Both electrical stimulation of MNTB axons and glutamate uncaging evoked PSCs in ∼60% of MOC neurons. The lack of MNTB–MOC responses in some experiments could be an artifact of severed input axons or MOC dendrites in slices, or it could indicate MNTB innervation of a subset of MOC neurons. Indeed, a survey of published MNTB neuron morphology reports suggests axon collaterals to the VNTB, but with a smaller innervation area than to other SOC nuclei (Morest, 1968; Kuwabara and Zook, 1991, 1992; Kuwabara et al., 1991; Banks and Smith, 1992; Smith et al., 1998). In addition, the latency to glutamate uncaging-evoked PSCs in MOC neurons was longer than the latency to action potentials evoked in MNTB neurons. The long latency could be due to disynaptic or gap junction-mediated activation involving an additional cell. However, it is likely an artifact of the variable activation of MNTB neurons using glutamate uncaging, due to factors including MNTB neuron depth in the slice, with deeper MNTB somata being weakly activated due to light scattering, or asynchronous MNTB activation. The variable latency could also be due to occasional failures of action potential propagation into the axon collateral to the VNTB, as observed in other neurons (Deschênes and Landry, 1980; Debanne et al., 1997, 2011; Bucher and Goaillard, 2011). We also cannot exclude that electrical axon stimulation evokes inhibition from other cells. Inhibition does suppress MOC activity in our preparation and likely shapes MOC sound-driven activity. Perhaps in vivo, the high spontaneous rate of MNTB activity (Smith et al., 1998; Kopp-Scheinpflug et al., 2003) provides tonic inhibition of MOC neurons, which are rarely spontaneously active (Robertson and Gummer, 1985; Liberman and Brown, 1986; Brown, 1989). However, determination of the full spectrum of the effect of in vivo MNTB–MOC inhibition awaits additional experimentation.

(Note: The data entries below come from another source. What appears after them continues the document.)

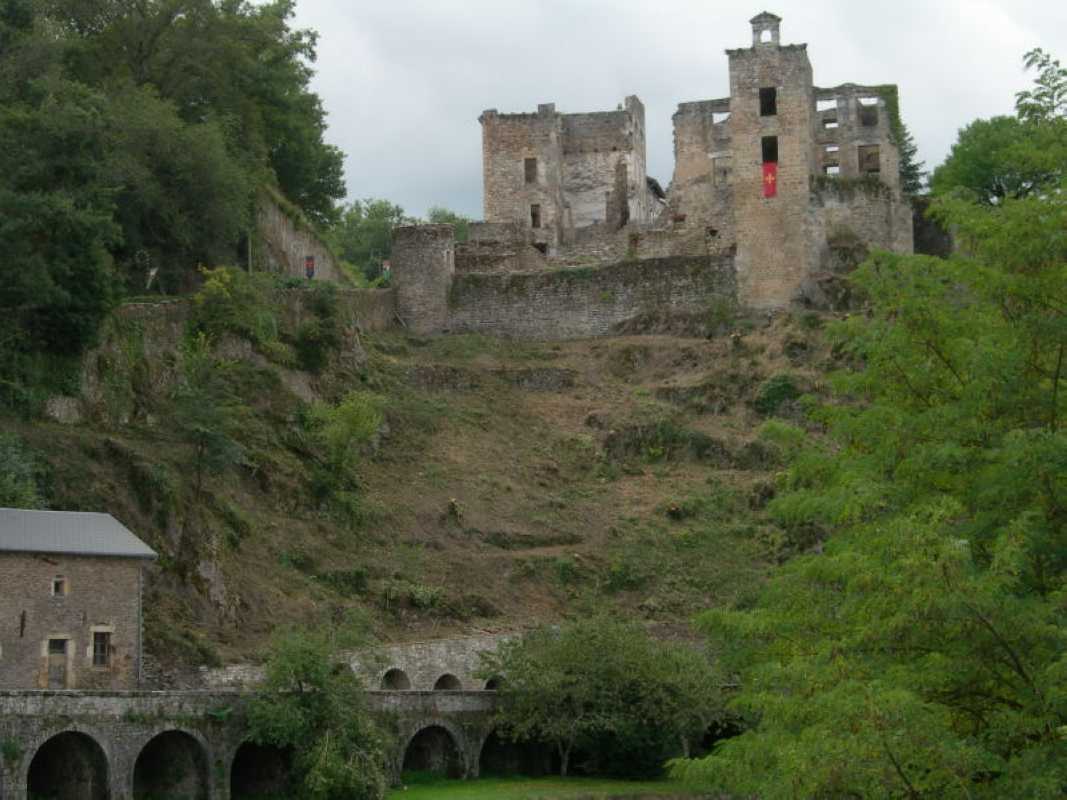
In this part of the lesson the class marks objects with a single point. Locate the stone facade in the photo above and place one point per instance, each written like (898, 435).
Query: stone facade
(122, 746)
(285, 242)
(64, 601)
(823, 142)
(554, 174)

Effect of MNTB inhibition of MOC neurons on cochlear responses

MOC neuron cochlear activity in mature animals is determined by action potentials that propagate along the axon to synapses onto OHCs (Spoendlin, 1969; Warr and Guinan, 1979; Mountain, 1980; Siegel and Kim, 1982; Brown, 1987; Maison et al., 2003). The specialized OHC feature of electromotility is implicated in lowering auditory thresholds at characteristic frequencies and sharpening tuning curves, improving signal detection (Brownell et al., 1985; Evans and Dallos, 1993). By hyperpolarizing OHCs via cholinergic receptor activation of potassium channels to suppress OHC function (Elgoyhen et al., 1994, 2001; Dulon et al., 1998; Vetter et al., 1999; Glowatzki and Fuchs, 2000; Oliver et al., 2000; Weisstaub et al., 2002; Nie et al., 2004; Goutman et al., 2005; Wersinger et al., 2010), direct electrical activation of MOC axons raises auditory thresholds, reduces auditory nerve action potential rates, suppresses otoacoustic emissions, and broadens auditory nerve tuning curves (Galambos, 1956; Fex, 1962b; Wiederhold and Kiang, 1970; Mountain, 1980; Siegel and Kim, 1982; Art et al., 1985). Direct electrical MOC activation evoked the largest auditory nerve compound action potential “level shifts” at high stimulation rates of 200–400 Hz (Galambos, 1956; Guinan and Gifford, 1988; Guinan, 1996). However, sound-driven action potential rates in vivo in MOC axons have not been measured above 120 Hz, with an average rate of ∼50 Hz (Robertson and Gummer, 1985; Liberman and Brown, 1986; Brown, 1989), and there is a linear relationship between MOC action potential rates and cochlear suppression of auditory nerve activity up to ∼100 Hz of MOC spiking (Galambos, 1956; Guinan and Gifford, 1988; Ballestero et al., 2011). T-stellate neurons have higher maximum action potential rates in response to sound compared with MOC neurons, implicating a mechanism that prevents 1:1 correspondence between T-stellate and MOC action potential rates and prevents MOC neurons from spiking at their maximal effective rate during intermediate sound intensities. The efficacy of the synaptic transfer of T-stellate to MOC neurons is unknown and is possibly reduced by presynaptic mechanisms. However, MNTB inhibition of the MOC is another potential mechanism of limiting MOC neuron activation, to reduce MOC action potential rates to within the linear range of their cochlear activity and also to delay cochlear activity.